You could keep 18 - 24 tropheus in 75 gal tank and none in a 45.


----------



## avalanche333 (Sep 22, 2009)

Thanks for the replies guys.
So it sounds like I can put a fair bit in these tanks.
I was thinking I can only have like 6-8 in the 45 gallon and maybe 12-15 in the 75 gallon.
Happy to hear I can put more!

I'll be adding Africains, keeping to ones that grow max 5-6 inch.


----------



## srook23 (Feb 21, 2009)

That's not all africans though...not all are the same. Just for a small example I'll use the Kenyi...I would get a 75g and wouldn't put but 1 in there even though they only get like 6" max. I wouldn't put more than one simply because they are so mean.

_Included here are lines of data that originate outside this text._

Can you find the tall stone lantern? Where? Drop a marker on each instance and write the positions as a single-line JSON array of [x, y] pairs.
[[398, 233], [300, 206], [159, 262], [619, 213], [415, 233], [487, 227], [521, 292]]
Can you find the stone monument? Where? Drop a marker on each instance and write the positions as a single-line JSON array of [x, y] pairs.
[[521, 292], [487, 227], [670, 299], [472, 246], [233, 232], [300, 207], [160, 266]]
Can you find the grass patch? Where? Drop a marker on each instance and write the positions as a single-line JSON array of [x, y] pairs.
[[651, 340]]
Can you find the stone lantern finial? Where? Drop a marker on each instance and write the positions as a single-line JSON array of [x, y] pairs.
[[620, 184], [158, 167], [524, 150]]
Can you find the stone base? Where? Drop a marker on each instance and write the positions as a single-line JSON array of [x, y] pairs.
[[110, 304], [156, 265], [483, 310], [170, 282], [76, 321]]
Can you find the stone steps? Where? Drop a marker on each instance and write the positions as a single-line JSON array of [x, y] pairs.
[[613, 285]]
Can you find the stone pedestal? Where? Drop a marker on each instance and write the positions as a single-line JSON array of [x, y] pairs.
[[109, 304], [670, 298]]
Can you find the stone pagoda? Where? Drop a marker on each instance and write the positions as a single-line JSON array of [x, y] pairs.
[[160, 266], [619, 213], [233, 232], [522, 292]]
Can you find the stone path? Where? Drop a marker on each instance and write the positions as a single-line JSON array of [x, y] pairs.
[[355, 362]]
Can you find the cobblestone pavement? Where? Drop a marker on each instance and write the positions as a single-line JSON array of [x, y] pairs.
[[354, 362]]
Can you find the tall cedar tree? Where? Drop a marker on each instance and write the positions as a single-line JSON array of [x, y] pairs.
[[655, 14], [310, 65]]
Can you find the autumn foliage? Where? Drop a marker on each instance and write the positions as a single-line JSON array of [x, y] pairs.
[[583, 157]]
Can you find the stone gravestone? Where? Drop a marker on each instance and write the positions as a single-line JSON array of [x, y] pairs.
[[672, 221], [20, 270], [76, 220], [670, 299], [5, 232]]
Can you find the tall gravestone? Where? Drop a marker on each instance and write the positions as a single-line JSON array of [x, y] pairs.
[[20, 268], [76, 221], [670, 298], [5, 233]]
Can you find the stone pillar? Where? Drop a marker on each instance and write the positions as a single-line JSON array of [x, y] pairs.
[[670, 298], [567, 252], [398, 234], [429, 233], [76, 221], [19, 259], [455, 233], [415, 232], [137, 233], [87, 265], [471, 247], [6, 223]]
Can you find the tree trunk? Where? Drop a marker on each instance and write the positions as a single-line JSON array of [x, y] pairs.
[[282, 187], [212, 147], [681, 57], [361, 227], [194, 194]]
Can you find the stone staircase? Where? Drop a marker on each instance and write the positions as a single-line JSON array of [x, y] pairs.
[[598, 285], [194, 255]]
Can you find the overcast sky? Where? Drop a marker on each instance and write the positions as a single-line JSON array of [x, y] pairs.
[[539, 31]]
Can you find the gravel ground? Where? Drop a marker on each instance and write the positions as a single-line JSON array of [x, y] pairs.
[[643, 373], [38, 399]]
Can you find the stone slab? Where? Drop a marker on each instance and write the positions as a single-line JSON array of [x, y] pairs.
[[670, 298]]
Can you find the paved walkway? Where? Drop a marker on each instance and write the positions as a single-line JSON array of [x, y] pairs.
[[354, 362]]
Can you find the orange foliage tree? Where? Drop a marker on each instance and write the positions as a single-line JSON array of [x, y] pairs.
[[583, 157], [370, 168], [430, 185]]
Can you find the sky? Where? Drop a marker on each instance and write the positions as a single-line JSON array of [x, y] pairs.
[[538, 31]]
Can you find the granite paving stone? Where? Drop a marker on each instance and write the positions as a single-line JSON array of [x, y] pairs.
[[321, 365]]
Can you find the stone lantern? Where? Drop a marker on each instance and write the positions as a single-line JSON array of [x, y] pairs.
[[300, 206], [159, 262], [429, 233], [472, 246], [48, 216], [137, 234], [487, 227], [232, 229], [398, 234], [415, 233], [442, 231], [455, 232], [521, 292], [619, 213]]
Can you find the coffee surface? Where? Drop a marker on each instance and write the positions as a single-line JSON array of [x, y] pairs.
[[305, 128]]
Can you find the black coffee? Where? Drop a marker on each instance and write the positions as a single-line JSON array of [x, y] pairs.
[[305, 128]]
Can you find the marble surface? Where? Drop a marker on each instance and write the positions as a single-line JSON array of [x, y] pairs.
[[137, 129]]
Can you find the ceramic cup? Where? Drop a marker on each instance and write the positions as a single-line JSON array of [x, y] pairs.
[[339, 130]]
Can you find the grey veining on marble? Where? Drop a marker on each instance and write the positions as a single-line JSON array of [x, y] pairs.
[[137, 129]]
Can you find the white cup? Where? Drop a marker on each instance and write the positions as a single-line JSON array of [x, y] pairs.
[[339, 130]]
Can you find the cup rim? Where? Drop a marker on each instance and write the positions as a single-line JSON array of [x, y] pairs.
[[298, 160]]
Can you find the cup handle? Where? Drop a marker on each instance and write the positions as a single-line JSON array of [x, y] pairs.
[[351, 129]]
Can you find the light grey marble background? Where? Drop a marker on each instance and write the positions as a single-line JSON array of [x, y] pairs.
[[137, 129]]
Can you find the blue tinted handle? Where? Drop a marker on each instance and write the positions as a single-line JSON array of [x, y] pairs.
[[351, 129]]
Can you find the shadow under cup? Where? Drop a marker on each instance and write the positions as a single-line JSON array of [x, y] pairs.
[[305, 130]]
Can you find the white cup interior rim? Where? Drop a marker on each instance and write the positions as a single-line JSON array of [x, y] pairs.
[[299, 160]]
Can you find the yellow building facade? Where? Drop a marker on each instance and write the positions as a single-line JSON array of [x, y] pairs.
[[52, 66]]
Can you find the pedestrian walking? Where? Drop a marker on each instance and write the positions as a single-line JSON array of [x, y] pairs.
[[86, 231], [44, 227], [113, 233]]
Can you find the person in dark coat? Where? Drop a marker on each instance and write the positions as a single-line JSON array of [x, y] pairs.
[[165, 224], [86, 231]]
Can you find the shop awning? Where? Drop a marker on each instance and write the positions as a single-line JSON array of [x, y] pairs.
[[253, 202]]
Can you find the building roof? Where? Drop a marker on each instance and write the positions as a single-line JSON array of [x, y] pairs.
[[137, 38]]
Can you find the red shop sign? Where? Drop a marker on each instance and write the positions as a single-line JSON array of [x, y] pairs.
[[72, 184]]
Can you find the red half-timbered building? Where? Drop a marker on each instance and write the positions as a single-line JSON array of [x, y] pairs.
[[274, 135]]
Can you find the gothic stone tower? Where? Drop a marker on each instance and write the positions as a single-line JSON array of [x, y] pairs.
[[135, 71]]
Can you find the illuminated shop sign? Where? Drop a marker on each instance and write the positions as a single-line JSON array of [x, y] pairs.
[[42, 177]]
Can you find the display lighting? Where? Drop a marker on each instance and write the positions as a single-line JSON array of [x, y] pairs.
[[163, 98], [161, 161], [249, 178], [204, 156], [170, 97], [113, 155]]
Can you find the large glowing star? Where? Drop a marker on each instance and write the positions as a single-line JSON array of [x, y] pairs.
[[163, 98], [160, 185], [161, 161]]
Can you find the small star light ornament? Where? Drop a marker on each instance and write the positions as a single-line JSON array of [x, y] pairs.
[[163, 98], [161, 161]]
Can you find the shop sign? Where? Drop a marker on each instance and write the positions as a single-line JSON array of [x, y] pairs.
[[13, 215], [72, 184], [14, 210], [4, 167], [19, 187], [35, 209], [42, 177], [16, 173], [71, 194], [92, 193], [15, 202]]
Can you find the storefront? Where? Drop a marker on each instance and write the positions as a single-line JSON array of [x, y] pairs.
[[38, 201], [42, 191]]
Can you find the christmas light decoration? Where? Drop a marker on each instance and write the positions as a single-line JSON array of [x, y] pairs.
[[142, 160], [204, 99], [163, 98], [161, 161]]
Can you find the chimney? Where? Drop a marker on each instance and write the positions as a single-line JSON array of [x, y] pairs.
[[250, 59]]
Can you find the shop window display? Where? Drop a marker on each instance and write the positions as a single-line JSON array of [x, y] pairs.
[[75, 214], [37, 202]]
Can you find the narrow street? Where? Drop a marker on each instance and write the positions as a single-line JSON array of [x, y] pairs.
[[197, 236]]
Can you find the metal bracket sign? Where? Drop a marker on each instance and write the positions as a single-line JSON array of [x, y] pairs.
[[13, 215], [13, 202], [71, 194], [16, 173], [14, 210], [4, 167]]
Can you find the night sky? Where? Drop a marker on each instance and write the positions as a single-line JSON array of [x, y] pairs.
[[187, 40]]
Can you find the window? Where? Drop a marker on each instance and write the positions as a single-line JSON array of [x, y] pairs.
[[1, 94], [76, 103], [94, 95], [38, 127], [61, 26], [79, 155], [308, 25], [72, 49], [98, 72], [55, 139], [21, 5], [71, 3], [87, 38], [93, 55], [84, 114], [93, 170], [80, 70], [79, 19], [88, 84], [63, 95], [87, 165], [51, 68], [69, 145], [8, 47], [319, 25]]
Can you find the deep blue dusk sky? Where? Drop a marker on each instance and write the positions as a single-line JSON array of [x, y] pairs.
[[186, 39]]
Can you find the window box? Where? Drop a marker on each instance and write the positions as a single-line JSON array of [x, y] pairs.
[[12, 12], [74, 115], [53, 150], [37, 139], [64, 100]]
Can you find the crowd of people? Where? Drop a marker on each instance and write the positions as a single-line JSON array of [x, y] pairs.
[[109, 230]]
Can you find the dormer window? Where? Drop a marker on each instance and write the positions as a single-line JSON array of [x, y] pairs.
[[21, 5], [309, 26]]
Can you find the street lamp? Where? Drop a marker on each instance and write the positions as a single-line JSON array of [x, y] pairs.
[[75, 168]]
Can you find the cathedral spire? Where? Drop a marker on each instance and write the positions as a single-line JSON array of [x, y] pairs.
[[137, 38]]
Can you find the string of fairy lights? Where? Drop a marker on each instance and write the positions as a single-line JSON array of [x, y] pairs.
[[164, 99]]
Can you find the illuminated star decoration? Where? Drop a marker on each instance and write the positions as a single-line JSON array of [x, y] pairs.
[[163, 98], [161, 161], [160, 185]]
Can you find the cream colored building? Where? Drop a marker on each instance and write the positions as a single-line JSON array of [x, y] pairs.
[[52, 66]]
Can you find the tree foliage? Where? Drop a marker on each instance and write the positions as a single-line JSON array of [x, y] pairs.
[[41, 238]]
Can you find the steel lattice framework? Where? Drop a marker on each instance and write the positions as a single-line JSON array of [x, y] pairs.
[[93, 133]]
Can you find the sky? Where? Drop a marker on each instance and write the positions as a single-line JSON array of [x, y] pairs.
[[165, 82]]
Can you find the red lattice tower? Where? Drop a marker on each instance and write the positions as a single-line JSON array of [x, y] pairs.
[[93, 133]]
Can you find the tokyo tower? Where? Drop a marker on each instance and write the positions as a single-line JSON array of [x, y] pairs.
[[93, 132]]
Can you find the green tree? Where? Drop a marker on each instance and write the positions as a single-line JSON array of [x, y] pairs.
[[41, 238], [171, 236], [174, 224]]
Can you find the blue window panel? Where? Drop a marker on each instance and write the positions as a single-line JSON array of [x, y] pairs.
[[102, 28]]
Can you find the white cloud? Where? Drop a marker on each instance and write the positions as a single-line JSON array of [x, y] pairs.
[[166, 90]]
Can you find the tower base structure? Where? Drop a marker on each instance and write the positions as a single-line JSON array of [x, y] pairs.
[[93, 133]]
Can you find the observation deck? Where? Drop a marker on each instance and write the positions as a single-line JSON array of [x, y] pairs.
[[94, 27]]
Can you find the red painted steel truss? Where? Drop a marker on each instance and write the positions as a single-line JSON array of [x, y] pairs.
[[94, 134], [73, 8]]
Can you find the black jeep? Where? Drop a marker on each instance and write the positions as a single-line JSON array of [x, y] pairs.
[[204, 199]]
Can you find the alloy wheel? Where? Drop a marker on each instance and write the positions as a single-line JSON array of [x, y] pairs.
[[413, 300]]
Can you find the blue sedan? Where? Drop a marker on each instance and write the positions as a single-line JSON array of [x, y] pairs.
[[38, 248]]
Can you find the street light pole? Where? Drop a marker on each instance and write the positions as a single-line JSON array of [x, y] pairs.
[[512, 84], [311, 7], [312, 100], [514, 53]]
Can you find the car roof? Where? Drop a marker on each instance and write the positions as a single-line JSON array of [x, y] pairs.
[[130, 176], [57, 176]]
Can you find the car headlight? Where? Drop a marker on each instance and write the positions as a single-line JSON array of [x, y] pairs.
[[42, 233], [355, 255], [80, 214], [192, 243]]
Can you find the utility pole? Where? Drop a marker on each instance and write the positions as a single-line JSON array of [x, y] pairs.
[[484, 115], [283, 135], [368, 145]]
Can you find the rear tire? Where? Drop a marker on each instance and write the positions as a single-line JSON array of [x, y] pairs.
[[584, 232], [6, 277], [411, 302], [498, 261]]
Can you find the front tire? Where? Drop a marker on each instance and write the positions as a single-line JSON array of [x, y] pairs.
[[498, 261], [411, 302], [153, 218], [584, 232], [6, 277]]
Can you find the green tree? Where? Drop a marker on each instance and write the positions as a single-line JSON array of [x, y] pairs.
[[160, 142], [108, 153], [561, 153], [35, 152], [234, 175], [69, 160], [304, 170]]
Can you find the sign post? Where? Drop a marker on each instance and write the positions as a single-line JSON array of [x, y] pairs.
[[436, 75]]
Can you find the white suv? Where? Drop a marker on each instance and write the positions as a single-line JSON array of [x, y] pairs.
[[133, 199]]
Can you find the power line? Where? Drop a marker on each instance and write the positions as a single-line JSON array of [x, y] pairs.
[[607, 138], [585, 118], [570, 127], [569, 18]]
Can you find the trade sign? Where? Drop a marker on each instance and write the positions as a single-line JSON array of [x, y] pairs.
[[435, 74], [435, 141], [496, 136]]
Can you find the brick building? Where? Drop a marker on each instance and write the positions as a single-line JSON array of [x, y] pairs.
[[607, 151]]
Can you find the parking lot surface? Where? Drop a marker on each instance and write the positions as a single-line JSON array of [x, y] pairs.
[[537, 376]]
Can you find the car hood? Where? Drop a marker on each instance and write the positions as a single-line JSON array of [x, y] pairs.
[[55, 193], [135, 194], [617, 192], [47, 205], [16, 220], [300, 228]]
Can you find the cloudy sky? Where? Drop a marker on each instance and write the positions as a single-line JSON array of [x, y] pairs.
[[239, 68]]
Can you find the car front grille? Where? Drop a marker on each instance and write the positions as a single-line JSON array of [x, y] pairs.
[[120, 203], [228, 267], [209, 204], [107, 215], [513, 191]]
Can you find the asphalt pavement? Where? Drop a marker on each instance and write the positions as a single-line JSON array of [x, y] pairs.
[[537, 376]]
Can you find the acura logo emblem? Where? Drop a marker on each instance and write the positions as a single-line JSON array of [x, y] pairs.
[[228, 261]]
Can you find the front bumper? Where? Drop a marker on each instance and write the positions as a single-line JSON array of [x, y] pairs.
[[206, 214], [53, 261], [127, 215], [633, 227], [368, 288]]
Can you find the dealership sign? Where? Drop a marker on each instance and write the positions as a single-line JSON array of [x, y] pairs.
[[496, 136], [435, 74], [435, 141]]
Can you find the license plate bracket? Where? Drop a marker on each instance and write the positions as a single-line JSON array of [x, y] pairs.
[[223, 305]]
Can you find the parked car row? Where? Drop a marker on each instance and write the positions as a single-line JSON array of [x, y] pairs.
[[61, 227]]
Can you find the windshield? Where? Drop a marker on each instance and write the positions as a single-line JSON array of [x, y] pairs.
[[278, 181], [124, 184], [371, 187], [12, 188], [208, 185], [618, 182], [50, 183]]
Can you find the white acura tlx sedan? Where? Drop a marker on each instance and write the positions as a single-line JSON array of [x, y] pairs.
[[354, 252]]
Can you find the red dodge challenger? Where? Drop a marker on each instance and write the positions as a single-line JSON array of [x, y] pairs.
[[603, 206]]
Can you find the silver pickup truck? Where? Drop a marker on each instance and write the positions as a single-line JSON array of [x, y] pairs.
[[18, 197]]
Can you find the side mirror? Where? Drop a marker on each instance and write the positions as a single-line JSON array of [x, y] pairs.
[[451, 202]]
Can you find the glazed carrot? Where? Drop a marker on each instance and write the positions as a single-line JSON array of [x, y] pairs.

So keep that in mind, you can't just grab 15+ miscellaneous africans and throw them in a tank. It's important to use species that will get along together.


----------



## cjacob316 (Dec 4, 2008)

if you go all peacock you can put close to 20 in your 75 and about half that in the 45, provided you have good filtration


----------



## Miss Jenny (Sep 27, 2009)

this is what I'm researching right now.
tank mates
aggression
diet
type of environment they like (including type of bottom they like)
type of breeder they are (if I'm lucky enough for them to breed)
water hardness
ph levels
temps

.....


----------



## avalanche333 (Sep 22, 2009)

I decided to go with all Lake Malawi cichlids in tanks. 
I stuck to the less aggressive to moderately aggressive types.

There are 8 in the 45 Gal + 1 common pleco both. 
21 in the 75 Gal with 1 common pleco, 1 bristlenose pleco, and 1 catfish (can't remember the name)

All the fish are fairly you and most have not coloured up yet. It's a wide variety so I won't post thee names of them all.


----------



## Raigon (Oct 12, 2009)

Hmm... does age matter? Like say, can adult and junevile go together? =/


----------



## avalanche333 (Sep 22, 2009)

Raigon said:


> Hmm... does age matter? Like say, can adult and junevile go together? =/


When I was purchasing fish I was told to try and stay to fish around the same size.
It might not be a good idea to put a 1" fish in with a 6" to start out a new tank.

But I'm new to this so that is just my thought on this.


----------